Поэтому отрицать или настаивать на сущестовавании чего-то, в чем нельзя убедиться, глупо, но никто не запрещает.




> А если есть конечная точка - смерть- следовательно должна быть и начальная. А откуда мы (наши тела и души или сознание) тогда появились?


Родились, сформировались в процессе обучения.
"Из ниоткуда" ничего не появлялось.




> Я рассматриваю нашу земную жизнь, как один из этапов существавания, и физический износ тела не есть конечная точка моего бытия. Попробуйте опровергите, буду рад конструктивной дискуссии.


Нельзя опровергнуть. Можно верить, не верить или отрицать.

----------


## vova230

Так называемое сознание это просто результат неких химико-биологических реакций происходящих в нашем мозгу и применением разных препаратов можно вызывать определенные реакции организма. Например сыворотка правды и прочее.

----------


## Mouse

> Нельзя опровергнуть. Можно верить, не верить или отрицать.


Полностью согласен, что доказать теоретически нельзя, но просто интересно мнение и аргументы, какими люди руководствуются. Тут идея не в споре и переубеждении, а в расширении своего кругазора, т.к. мы все смотрим на мир разными глазами, и каждый по своему его трактует. Чем больше точек зрения, тем полнее картина.

----------


## vova230

Реинкарнация находит подтверждения. Можно условно и загробную жизнь считать реальной. Вопрос в каком виде.

----------


## .29

> просто интересно мнение и аргументы, какими люди руководствуются.


Те "аргументы", которые я встречал, далеки от логики. К примеру, какой-то вариант по той или иной причине кажется более красивым, приемлемым. 
Так, среди сторонников наличия загробной жизни, это попытка перенести вопрос о смысле жизни за рамки земного сущестоввания, поддержка ощущения, что здесь и сейчас живем не зря или же манипуляция другими установкой правил, нарушение которых скажется на этой самой загробной жизни.
С другой стороны, отрицание существования жизни может происходить из-за того, что ее наличие не нравится. Здесь диапазон причин широк: от страха наказания за грехи, до желания сделать жизнь лучше здесь и сейчас, когда она не рассматривается, как промежуточный этап на пути к загробной.

----------


## Mouse

> Те "аргументы", которые я встречал, далеки от логики.


Спасибо за ответ.
Эти слова косвенно подтверждают сообщение №31. То что не логично одному, кажется очевидным другому. Вряд ли есть человек, обладающей абсолютной истиной, и все его идеи без "белых пятен"
Если не ошибаюсь (с именем ученого), даже когда Ньютон, доказав теорию всемирного тяготения тогдашним официальным ученым, и при них продемонстрировав опыт, они вроде бы и согласились, но не поверили.

----------


## .29

> То что не логично одному, кажется очевидным другому.
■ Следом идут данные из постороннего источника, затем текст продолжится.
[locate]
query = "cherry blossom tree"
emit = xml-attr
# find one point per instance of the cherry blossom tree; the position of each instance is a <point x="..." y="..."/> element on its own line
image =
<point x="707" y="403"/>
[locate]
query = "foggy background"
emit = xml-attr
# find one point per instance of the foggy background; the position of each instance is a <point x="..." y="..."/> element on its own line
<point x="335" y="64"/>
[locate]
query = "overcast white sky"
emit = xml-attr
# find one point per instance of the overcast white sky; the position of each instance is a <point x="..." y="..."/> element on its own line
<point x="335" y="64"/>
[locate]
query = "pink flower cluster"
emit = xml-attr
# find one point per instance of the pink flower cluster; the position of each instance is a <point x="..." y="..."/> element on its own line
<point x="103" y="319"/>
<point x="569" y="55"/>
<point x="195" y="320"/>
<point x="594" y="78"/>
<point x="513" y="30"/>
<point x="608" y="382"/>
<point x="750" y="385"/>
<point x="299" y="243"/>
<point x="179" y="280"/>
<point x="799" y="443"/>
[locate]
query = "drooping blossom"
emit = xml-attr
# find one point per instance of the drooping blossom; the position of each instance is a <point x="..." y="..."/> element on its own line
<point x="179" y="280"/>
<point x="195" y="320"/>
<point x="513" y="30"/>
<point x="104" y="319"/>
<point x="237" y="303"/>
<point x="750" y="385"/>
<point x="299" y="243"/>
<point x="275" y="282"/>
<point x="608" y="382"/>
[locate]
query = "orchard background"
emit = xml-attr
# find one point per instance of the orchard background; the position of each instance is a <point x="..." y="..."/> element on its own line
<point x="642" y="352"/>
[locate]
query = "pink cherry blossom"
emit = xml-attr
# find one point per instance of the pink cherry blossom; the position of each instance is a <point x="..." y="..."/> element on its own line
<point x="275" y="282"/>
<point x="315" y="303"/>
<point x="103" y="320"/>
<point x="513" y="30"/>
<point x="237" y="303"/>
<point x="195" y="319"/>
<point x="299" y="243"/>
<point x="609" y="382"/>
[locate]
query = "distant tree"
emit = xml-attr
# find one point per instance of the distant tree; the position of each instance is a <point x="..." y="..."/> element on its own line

Если оно логично, то таковым будет казаться и другому при условии, что другой сделает вывод на основании тех же посылок.
Например, если А = Б и Б = В, то А = В - логично.
если А <> Б и Б = В, то А <> В - логично.
Два утверждения можно назвать логичными, но А то либо равно Б, либо не равно и верным будет только один вывод.




> они вроде бы и согласились, но не поверили.


О вере в научную теорию не может быть, строго говоря, и речи. Она либо принимается, если соответствует определенным критериям, либо нет.

----------


## zaraki

хех, не помню в фауст гете вроде было или в песне КИШ-ей.. смысл короче в том что 2 человека один из которых верущий а второй нет. после смерти оба попадают в чистилище и верущий обретает вторую жизнь(загробную) а из неверующего дьявол делает себе пепельницу =)

Мое мнение жизнь есть но не такая как трактует нам провославие и не такая как описано в буддизме со всеми их кармами  чахрами и всякой подобной ересью а такая как у индейских племен (языческая философия)

----------